This patch does several things and fixes issue 9 (Exclude tracks that
are too similar to the seed tracks) and issue 22 (A track removed
manually should not be re-added by mirage) and various other things.
Thanks to Dominik's recent Scms changes (well, recent since I wrote a
patch for this back in 2007. Using distance calculations for duplicate
detection has a very low risk of false positives.
I'm looking for feedback on this so i'll explain my methodology.
Apologies if this is disjointed as I built this as a draft email over
several days.
I've made a small change to Mirage/Mir.cs to allow SimilarTracks() to
accept a "distance ceiling" float that it can filter against. It keeps
the ignored tracks (with a distance under this ceiling) in a
Dictionary<int, float>.
The Banshee extension now passes this and when you use a first seed
track that has duplicates you will see output if running with --debug
like this:
[Debug 00:57:50.064] Mirage - Considering [7886] "always" on "Wish You
The Best" a duplicate of [7918] "always" on "Perfect Crime" (distance:
0.05957413)
[Debug 00:57:50.065] Mirage - Considering [8010] "always" on "always"
a
duplicate of [7918] "always" on "Perfect Crime" (distance: 0.1150455)

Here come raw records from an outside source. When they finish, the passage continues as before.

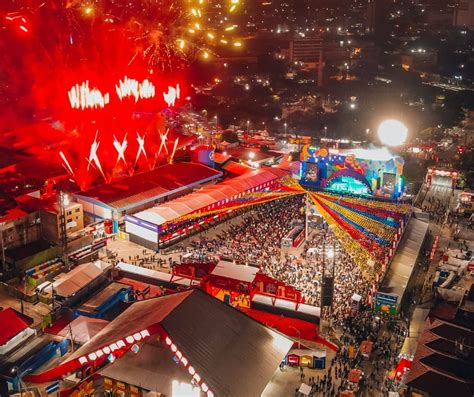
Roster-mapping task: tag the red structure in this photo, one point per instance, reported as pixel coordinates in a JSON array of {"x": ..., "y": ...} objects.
[{"x": 440, "y": 172}]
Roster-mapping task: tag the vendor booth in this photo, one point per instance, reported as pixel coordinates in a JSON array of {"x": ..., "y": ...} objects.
[{"x": 306, "y": 358}]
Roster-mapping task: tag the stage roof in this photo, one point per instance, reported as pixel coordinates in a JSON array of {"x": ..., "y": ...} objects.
[
  {"x": 148, "y": 186},
  {"x": 235, "y": 168},
  {"x": 185, "y": 205},
  {"x": 221, "y": 343}
]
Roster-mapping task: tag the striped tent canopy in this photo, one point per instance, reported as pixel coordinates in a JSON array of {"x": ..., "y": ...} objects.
[{"x": 365, "y": 227}]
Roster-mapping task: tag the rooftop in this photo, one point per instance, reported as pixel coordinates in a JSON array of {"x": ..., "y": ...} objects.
[
  {"x": 222, "y": 344},
  {"x": 12, "y": 323},
  {"x": 148, "y": 186}
]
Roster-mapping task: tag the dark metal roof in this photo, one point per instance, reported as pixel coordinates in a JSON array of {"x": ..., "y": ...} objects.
[{"x": 223, "y": 344}]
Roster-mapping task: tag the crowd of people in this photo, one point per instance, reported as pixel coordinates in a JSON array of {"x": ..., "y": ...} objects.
[{"x": 257, "y": 240}]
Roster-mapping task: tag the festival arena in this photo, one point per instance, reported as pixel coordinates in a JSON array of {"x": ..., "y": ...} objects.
[{"x": 292, "y": 237}]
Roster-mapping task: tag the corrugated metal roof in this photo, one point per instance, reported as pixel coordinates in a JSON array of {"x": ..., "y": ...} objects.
[
  {"x": 210, "y": 195},
  {"x": 235, "y": 355},
  {"x": 148, "y": 186}
]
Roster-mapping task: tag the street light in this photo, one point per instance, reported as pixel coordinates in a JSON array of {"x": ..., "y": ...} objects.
[
  {"x": 392, "y": 132},
  {"x": 63, "y": 203}
]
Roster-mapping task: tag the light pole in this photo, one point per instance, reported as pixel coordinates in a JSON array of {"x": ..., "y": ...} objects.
[
  {"x": 299, "y": 336},
  {"x": 63, "y": 202},
  {"x": 4, "y": 266}
]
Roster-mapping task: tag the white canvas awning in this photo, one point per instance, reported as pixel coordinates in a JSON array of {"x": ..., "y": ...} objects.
[{"x": 83, "y": 329}]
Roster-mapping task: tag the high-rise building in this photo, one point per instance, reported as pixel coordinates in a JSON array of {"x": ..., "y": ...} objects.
[
  {"x": 308, "y": 50},
  {"x": 464, "y": 14},
  {"x": 377, "y": 21}
]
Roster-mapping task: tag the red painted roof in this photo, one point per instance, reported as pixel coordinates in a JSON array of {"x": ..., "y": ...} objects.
[{"x": 12, "y": 324}]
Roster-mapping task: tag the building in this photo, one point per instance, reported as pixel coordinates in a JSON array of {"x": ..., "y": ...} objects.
[
  {"x": 19, "y": 227},
  {"x": 464, "y": 14},
  {"x": 144, "y": 190},
  {"x": 420, "y": 60},
  {"x": 49, "y": 211},
  {"x": 164, "y": 225},
  {"x": 181, "y": 341},
  {"x": 377, "y": 23},
  {"x": 51, "y": 221},
  {"x": 443, "y": 359},
  {"x": 309, "y": 51}
]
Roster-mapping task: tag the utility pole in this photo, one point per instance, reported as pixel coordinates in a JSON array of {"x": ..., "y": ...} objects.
[
  {"x": 63, "y": 202},
  {"x": 4, "y": 265},
  {"x": 306, "y": 223}
]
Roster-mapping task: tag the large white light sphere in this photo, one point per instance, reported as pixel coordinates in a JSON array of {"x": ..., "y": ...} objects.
[{"x": 392, "y": 132}]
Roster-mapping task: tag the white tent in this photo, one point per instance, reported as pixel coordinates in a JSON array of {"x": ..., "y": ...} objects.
[{"x": 83, "y": 329}]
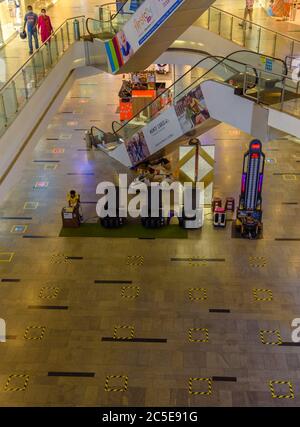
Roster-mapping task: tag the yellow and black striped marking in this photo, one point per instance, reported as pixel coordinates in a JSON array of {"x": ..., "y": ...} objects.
[
  {"x": 6, "y": 256},
  {"x": 136, "y": 260},
  {"x": 194, "y": 392},
  {"x": 125, "y": 332},
  {"x": 263, "y": 295},
  {"x": 111, "y": 380},
  {"x": 50, "y": 166},
  {"x": 289, "y": 177},
  {"x": 14, "y": 378},
  {"x": 31, "y": 330},
  {"x": 197, "y": 294},
  {"x": 288, "y": 385},
  {"x": 59, "y": 259},
  {"x": 258, "y": 261},
  {"x": 266, "y": 339},
  {"x": 130, "y": 292},
  {"x": 197, "y": 263},
  {"x": 48, "y": 292},
  {"x": 31, "y": 205},
  {"x": 194, "y": 335}
]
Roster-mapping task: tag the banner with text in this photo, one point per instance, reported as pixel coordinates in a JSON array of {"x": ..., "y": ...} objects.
[{"x": 149, "y": 16}]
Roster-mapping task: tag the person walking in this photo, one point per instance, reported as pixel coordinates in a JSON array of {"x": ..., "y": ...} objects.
[
  {"x": 44, "y": 26},
  {"x": 248, "y": 12},
  {"x": 30, "y": 20}
]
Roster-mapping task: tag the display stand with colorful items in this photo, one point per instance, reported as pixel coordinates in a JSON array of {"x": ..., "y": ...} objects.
[
  {"x": 136, "y": 94},
  {"x": 220, "y": 213}
]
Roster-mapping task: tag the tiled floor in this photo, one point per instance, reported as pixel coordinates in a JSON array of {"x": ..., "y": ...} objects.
[{"x": 216, "y": 319}]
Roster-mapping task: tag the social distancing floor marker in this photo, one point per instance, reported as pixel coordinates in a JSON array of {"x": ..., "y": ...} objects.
[
  {"x": 277, "y": 390},
  {"x": 290, "y": 177},
  {"x": 263, "y": 295},
  {"x": 270, "y": 337},
  {"x": 200, "y": 263},
  {"x": 39, "y": 185},
  {"x": 136, "y": 260},
  {"x": 14, "y": 382},
  {"x": 116, "y": 383},
  {"x": 50, "y": 167},
  {"x": 31, "y": 205},
  {"x": 18, "y": 229},
  {"x": 198, "y": 294},
  {"x": 6, "y": 256},
  {"x": 130, "y": 292},
  {"x": 35, "y": 333},
  {"x": 59, "y": 259},
  {"x": 194, "y": 383},
  {"x": 124, "y": 332},
  {"x": 48, "y": 292},
  {"x": 197, "y": 335},
  {"x": 257, "y": 261}
]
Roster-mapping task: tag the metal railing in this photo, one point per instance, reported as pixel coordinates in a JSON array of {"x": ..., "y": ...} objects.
[
  {"x": 249, "y": 35},
  {"x": 16, "y": 92},
  {"x": 233, "y": 65},
  {"x": 276, "y": 90}
]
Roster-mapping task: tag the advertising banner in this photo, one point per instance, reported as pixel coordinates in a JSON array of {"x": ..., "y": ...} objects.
[
  {"x": 191, "y": 109},
  {"x": 144, "y": 22},
  {"x": 189, "y": 112}
]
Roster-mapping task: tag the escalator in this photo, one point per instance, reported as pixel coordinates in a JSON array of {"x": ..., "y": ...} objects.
[
  {"x": 136, "y": 34},
  {"x": 229, "y": 91}
]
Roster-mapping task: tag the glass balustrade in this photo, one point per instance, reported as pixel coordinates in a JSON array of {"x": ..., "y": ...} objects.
[
  {"x": 19, "y": 89},
  {"x": 276, "y": 90}
]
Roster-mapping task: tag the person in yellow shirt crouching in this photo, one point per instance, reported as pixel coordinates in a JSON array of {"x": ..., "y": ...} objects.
[{"x": 73, "y": 199}]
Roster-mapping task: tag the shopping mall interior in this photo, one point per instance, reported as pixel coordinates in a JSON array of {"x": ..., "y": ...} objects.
[{"x": 161, "y": 310}]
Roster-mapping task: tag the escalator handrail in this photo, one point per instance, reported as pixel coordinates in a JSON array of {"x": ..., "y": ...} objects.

It gets this information by checking Mir's IgnoreList Dictionary, and
they are already gone from the automatic playlist. The tracks are also
added to the skipped Dictionary and will be excluded in future
iterations.
Unfortunately you soon realize that similar songs can have duplicates
themselves. My solution instead of having Mir do this analysis at once
(and taking 10+ seconds to return the first playlist) was to go ahead
and use this initial playlist and spawn a DuplicateFilter helper
thread
that seeds the next tracks into Mir one by one and see if Mir finds
any
duplicates (or more specifically tracks with distances under the
specified ceiling). This happens in the background and any new
duplicates will print the message above and be added to the exclude
list
for future iterations. Unfortunately I can't figure out a proper way
to
remove them from the active playlist as that will appear to require
enhancements to the API in Banshee itself. However the duplicates will
never actually get played since 60% into the first song the new
playlist
iteration will exclude the duplicates and they will disappear. It is
an
annoying visual bug though.
This isn't complete just yet. But if Bertrand or Dominik approve of
this
route I'd like to tweak it some more and add GUI preferences for this.
I've tried to keep the separation between Banshee.Mirage and Mirage,
and
I'd like to build on it and offer "duplicate finder" source view that
will cluster distances. I don't really have a use for that but it
seems
to be a frequent request and I could use the experience.
http://ezri.org/dupefilter.patch
-Wade "kurros" Menard